Da Genova a domani, per una nuova agenda di priorità

Il mantra “One no many yeses” accompagna il lungo viaggio compiuto da Paul Kingsnorth, giornalista e militante inglese nel ricostruire i fatti di Genova 2001 inseriti nella cornice internazionale delle lotte altermondialiste. Il punto di avvio di tali istanze risale alla rivoluzione zapatista del 1994 che permette di far chiarezza sul mantra evocato all’inizio, ossia come spiega il giornalista che nel 1999 diventò vicedirettore del The Ecologist:

“Un solo no al potere omogeneizzante di un mercato non democratico. Molti sì al suo posto: molti mondi, culture, modelli economici e politici diversi all’interno di un’umanità condivisa”
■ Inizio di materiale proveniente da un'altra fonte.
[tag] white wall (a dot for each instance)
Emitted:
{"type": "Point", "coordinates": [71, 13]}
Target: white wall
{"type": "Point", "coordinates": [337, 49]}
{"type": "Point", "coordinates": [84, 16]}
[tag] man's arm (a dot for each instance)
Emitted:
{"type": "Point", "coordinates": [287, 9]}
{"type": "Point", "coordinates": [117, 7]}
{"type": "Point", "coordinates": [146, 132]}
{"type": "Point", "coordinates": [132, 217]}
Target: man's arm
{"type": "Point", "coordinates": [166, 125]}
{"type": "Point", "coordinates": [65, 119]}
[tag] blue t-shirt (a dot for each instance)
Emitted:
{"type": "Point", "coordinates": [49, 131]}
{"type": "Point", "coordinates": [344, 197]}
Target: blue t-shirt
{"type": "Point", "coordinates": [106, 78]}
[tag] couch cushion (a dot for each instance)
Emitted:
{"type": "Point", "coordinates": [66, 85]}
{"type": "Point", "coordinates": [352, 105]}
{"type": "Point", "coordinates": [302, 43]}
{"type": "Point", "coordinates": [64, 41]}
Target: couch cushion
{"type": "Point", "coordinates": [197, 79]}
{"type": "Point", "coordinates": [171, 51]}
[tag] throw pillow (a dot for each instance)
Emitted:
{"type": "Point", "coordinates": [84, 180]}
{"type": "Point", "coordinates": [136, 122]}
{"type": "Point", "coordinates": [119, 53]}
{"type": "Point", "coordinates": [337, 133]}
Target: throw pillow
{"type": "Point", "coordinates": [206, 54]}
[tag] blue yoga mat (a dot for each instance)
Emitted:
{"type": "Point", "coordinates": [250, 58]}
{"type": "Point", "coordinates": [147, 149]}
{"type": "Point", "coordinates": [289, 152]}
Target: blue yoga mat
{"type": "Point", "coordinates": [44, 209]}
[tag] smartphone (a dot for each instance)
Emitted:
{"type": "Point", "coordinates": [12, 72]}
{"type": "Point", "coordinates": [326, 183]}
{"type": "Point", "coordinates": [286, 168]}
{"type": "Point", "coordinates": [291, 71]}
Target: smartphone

La pregnanza dei principi evocati da Paul Kingsnorth si poteva declinare nei concetti di democrazia reale, locale, partecipativa, controllo economico e politico del proprio destino e la rivendicazione del possesso del proprio futuro.

Su Genova 2001 esiste un filo rosso che lega la mobilitazione della società civile organizzata capace di raccogliere un consenso trasversale ai seminari altermondialisti su tematiche interdisciplinari, tangibile esempio è riscontrabile negli accorati appelli che l’economista Riccardo Petrella lanciava venti anni fa e che lo ha visto giustamente molto critico sull’Agenda 2030 emersa dagli Accordi di Parigi del 2015. Appelli quelli di Riccardo Petrella che uniti a quelli di attiviste e attivisti come Walden Bello non possono non chiamare a raccolta movimenti come Fridays for future in sinergia con altri nel provare a transitare dall’immaginazione alla creatività di una mobilitazione a cui associare progetti di alternativa sul piano socio-economico.

Quando si ripensa all’impegno profuso da tante attiviste e attivisti negli ultimi anni sulla questione delle questioni ovvero la crisi climatica risaltano le parole pronunciate da Frederick Douglass, ex schiavo e abolizionista nel 1857:

Se non c’è lotta non c’è progresso. Coloro che asseriscono di essere a favore della libertà e però deprecano le agitazioni, sono uomini che vogliono i raccolti senza arare la terra. Vogliono la pioggia senza tuoni né fulmini. Vogliono l’oceano senza il terribile fragore della sua moltitudine di acque … Il potere non concede nulla senza che ci sia una rivendicazione, mai l’ha fatto e mai lo farà.”

Venti anni sono trascorsi inesorabili da quella grande avventura collettiva ricca di una “primavera di intelligenze” che oggi a maggior ragione reclama a gran voce e con competenza non tanto e non solo la messa a nudo delle esasperanti contraddizioni del capitalismo neoliberista quanto l’urgente riconoscimento che il patto tra gli esseri umani e la natura si è ineluttabilmente incrinato e non resta altro tempo che creare alleanze nella società civile tra movimenti giovanili capaci di riconoscere le interconnessioni tra i fenomeni sociali e di rivendicare un mondo radicalmente diverso nel qui e ora.

Se non noi, chi ? Se non ora, quando ? Questo era il messaggio con cui Paul Kingsnorth concludeva la sua ricostruzione di quel ciclo di lotte che ha lasciato un’eredità ben raccolta dall’entusiasmo di una generazione che non cede il terreno all’acquiescenza di un capitalismo che mira a frammentare e disarticolare le energie giovanili.